Sonbaharda Brüksel... |
Brüksel’de tarihi bölgede çok sayıda restoran ve kafeyi yan
yana göreceksiniz. Garsonlar sizi içeriye davet edecek. Dışarıya büyük menüler
koydukları için de rahatlıkla seçim yapabilirsiniz. Belçika’da kova kova
getirilen dev midyeler, patates kızartması ve bira meşhur. Ayrıca dondurma, çikolata
ve waffle da yemelisiniz. Çok sayıda çikolata satan mağazada çikolataları
deneyip kendinize özel bir paket de oluşturabilirsiniz. Zaten Brüksel’den
dönerken alınacak en temel hediye de kutu kutu çikolata…
Brüksel iki temel bölgeden oluşuyor. Yer bulmak gayet rahat,
her yerde metro var ama yürüyerek de şehri gezebilirsiniz. Gar du Nord
bölümünde kaldığınızı varsayarsak yürüyerek alışveriş caddelerinden geçerek
tarihi şehrin merkezi olan Grand Place’e gelebilirsiniz. Brüksel’in en bilinen
tanıtım fotoğrafları burada çekilmektedir. Burası dikdörtgen bir meydan, dört
tarafında da çok güzel, tarihi binalar yer almakta. 18. Ve 19. yy.da inşa
edilen bu tarihi binaların her birini ayrı ayrı incelemek ve fotoğraflamak
gerekiyor. Meydandaki kafelere oturup bu görevi daha rahat şekilde yerine
getirebilirsiniz. Binaların bazıları kafe-restoranken bazıları da müze olarak
değerlendirilmiş.
Binaların girişlerinde o binayla ilgili özel ve önemli
bilgilere de yer verilmekte. İşte size bilmece: meydandaki binaların birinde
Belçika İşçi Partisinin kongresi oldu ve kongrenin onur konuğu da Karl Marx. Bu
binayı bulmadan gelmeyin.
Grand Platz’ın etrafındaki caddeler Gar du Nord’dan gar du
Midi’ye kadar mağaza ve kafelerle dolu. Yavaş yavaş gezebilirsiniz bu
sokaklarda. Meydanın karşısında tarihi bir galeriye denk geleceksiniz.
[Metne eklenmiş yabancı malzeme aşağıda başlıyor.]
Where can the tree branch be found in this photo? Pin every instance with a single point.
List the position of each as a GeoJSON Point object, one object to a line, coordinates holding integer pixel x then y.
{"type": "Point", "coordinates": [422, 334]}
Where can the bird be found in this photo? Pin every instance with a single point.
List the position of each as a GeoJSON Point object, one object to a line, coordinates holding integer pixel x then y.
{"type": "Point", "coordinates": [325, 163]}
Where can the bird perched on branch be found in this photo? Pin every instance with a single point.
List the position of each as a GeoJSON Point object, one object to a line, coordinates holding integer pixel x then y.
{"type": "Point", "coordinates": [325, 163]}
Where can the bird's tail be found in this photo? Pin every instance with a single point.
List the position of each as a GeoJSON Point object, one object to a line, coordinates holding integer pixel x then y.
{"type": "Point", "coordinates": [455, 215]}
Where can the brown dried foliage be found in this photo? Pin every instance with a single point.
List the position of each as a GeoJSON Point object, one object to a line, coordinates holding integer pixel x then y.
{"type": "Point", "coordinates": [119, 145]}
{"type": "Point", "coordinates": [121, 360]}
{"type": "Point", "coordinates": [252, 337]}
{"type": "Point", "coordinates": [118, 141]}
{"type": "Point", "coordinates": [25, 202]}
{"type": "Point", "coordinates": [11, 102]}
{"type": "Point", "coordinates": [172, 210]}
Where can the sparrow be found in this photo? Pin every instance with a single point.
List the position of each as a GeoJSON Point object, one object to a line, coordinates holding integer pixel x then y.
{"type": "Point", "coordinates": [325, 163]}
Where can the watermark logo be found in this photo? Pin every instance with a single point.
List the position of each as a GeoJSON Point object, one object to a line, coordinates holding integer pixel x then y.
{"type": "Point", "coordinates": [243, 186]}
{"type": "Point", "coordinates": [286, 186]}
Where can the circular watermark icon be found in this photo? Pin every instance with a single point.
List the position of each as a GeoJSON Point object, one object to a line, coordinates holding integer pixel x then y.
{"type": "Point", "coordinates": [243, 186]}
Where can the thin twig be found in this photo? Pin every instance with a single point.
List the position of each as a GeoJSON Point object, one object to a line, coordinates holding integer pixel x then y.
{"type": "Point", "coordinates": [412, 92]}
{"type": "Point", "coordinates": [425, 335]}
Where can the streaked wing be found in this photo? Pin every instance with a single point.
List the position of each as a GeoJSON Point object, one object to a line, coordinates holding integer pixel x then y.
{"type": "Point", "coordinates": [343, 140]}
Galeries
St Hubert, hoş bir tarihi alışveriş merkezi. İçinde ufak dükkanlarda pahalı ama
şık ayakkabılar, çantalar, şapkalar alabilirsiniz.
Bu bölgeden Midi üzerinden yukarı doğru yürümeye devam
ettiğinizde St Michael katedrali karşınıza çıkacak. Katedral gezmekten
bıkmadıysanız içeriye göz atabilirsiniz. Katedralin ardından devam ettiğinizde
büyük bir park göreceksiniz. Parkın bir ucunda kraliyet sarayı yer alıyor, diğer
ucunda da hükümet binası. İki binayı da seyredebilir, parkta biraz
dinlenebilirsiniz.
Buradan devam ettiğinizde ise karşınıza Avrupa Birliği
kurumları çıkacak. Birbirine paralel sokaklar halinde sıra sıra binalarda
Avrupa Birliği’nin binaları yer alıyor. Avrupa Parlamentosu, Avrupa Komisyonu,
Komisyona bağlı komiteler bu binalarda konuşlanmış durumda. TV’lerde gördüğünüz
Komisyon ve Parlamento binaları önünde fotoğraf çektirmek ve havayı solumak
için bu sokakları arşınlayabilirsiniz. Bu bölge zaten gayet kozmopolit, herkes
takım elbiseli, işinde gücünde, bürokrasiyi/avrokratlara ev sahipliği yapıyor.
Bu topluluğun kendilerine has bazı özellikleri de var,
mesela Cuma değil Perşembe akşamı barlarda buluşup eğleniyorlar ve Cuma günü
yüzlerce insanın bavullarını çekeleyerek garlardan memleketlerine haftasonu
tatili için gittiğine tanık olabilirsiniz.
Dönüşte başka bir yol kullanmak isterseniz araba yolunu
takip edebilirsiniz. Konsoloslukları geçtikten sonra Botanik Bahçesini
göreceksiniz. Bahçenin yanındaki mahalle ise Türk mahallesi. Bu yolu takip
ederek Kuzey Garı bölgesine gelebilirsiniz.
Brüksel kısa bir seyahat için yeterli bir şehir. Gelmişken Brugge,
Leuven, Amsterdam gibi yakın şehirlere gidebilirsiniz. Hatta Londra veya Paris’e
doğru da uzanabilirsiniz. Brüksel’e tren ve otobüs bulmak da gayet rahat. İsviçre’den
dahi doğrudan trenle Brüksel’e gidebilirsiniz.